A slowing global economy alongside record amounts of newbuild tonnage pouring out of Asian shipyards is anticipated to put the brakes on earnings with the 2020s, to date, having been the most profitable period in liner shipping history.
“[C]ontainership fleet growth will continue to outpace demand growth, with excess supply projected to persist through 2029,” Linerlytica argued in a new report (see chart below).
Hua Joo Tan, Linerlytica’s co-founder, told Splash that the forecast does not account for the Red Sea shipping crisis. A reversion from the Cape route to the Red Sea would add a further 7% to the effective supply of containerships and would worsen the oversupply equation, Tan warned.
“The current ship order binge would lead to significant oversupply in 2027 and 2028, and this already incorporates an increase in vessel scrapping of over 600,000 teu per year,” Tan told Splash.
The International Monetary Fund (IMF) has just published the July 2025 update to its World Economic Outlook report. World trade growth is now projected at 3.5% in 2025, a sharp upward revision, before slowing to just 1.9% in 2026, as the effect of cargo front-loading reverses.
Commenting on the IMF report, analysts at Sea-Intelligence suggested: “This boom is projected to give way to a sharp slowdown in 2026, creating a significant whiplash risk for the container shipping industry. The current strength in trade volumes appears disconnected from underlying demand and is likely to correct itself.”
Sea-Intelligence argued that the global economic outlook suggests a period of “high uncertainty and volatility” ahead, where a sudden drop in demand in 2026 is a primary risk.
More immediately, the outlook for the second half of 2025 in the global container shipping market is shaping up to be a disappointing one, with weak demand, overcapacity, and trade policy turbulence leading liners to rethink their full-year financial outlook. Last week saw Japan’s Ocean Network Express revise downwards its projections for the full fiscal year, other lines are likely to follow suit.
Freight indices reflect the gloom. The Shanghai Containerized Freight Index (SCFI) has dropped for eight consecutive weeks, with carriers’ planned August rate increases failing to stick amid a supply-demand imbalance.
ONE, the world’s sixth-largest liner, released its Q1 results last Friday, slashing $400m off its full-year forecast with CEO Jeremy Nixon citing ongoing geopolitical and economic challenges.
“Our full year forecast is likely to face headwinds from continued geopolitical uncertainties and evolving market conditions in key economies and port congestion that impact global supply chains,” Nixon said.
According to Sea-Intelligence, early June’s short-lived rate rally has faded, and the much-anticipated peak season may be absent altogether.

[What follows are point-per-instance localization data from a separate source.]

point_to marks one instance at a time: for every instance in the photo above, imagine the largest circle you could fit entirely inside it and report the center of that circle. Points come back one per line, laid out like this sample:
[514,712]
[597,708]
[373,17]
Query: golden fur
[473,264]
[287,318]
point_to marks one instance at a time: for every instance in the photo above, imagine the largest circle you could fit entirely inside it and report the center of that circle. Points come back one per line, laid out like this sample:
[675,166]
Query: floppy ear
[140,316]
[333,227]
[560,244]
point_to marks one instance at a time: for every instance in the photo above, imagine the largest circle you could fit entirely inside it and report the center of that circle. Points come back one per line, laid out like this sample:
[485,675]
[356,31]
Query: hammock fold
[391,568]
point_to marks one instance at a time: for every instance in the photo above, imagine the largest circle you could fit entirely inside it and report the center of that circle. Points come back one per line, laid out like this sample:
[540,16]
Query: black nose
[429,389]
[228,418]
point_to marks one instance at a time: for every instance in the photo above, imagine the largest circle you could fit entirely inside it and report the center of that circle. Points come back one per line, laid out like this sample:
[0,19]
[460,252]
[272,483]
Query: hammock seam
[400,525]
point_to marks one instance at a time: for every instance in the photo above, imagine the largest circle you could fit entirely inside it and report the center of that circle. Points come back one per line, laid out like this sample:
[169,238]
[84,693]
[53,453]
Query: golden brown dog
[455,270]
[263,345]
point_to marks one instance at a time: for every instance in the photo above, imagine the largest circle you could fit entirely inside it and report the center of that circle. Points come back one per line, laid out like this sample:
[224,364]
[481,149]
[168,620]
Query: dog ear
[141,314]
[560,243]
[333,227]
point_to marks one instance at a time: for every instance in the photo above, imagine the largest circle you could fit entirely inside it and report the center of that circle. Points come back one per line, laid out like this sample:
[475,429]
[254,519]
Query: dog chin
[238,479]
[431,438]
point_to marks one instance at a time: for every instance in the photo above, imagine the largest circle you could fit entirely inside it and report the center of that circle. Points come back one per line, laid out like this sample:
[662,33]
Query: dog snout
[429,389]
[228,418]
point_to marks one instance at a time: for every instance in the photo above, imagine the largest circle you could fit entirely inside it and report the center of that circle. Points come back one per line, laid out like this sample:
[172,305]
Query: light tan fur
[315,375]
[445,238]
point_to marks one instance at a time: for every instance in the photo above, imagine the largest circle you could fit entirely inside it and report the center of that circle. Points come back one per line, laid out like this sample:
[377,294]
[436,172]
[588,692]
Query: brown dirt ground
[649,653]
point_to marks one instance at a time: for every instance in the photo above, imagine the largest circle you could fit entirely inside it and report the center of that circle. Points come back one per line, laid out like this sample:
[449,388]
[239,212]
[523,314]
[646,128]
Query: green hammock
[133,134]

In a worst-case scenario, August volumes could plunge as much as 26% year-on-year, triggering more blank sailings and downward rate pressure.
Even if a short, urgent surge materialises in late September—driven by US importers scrambling to ship goods ahead of China’s Golden Week—analysts warn this would be a temporary blip. “We may see another spike in rates like June, followed by another steep drop,” Sea-Intelligence noted.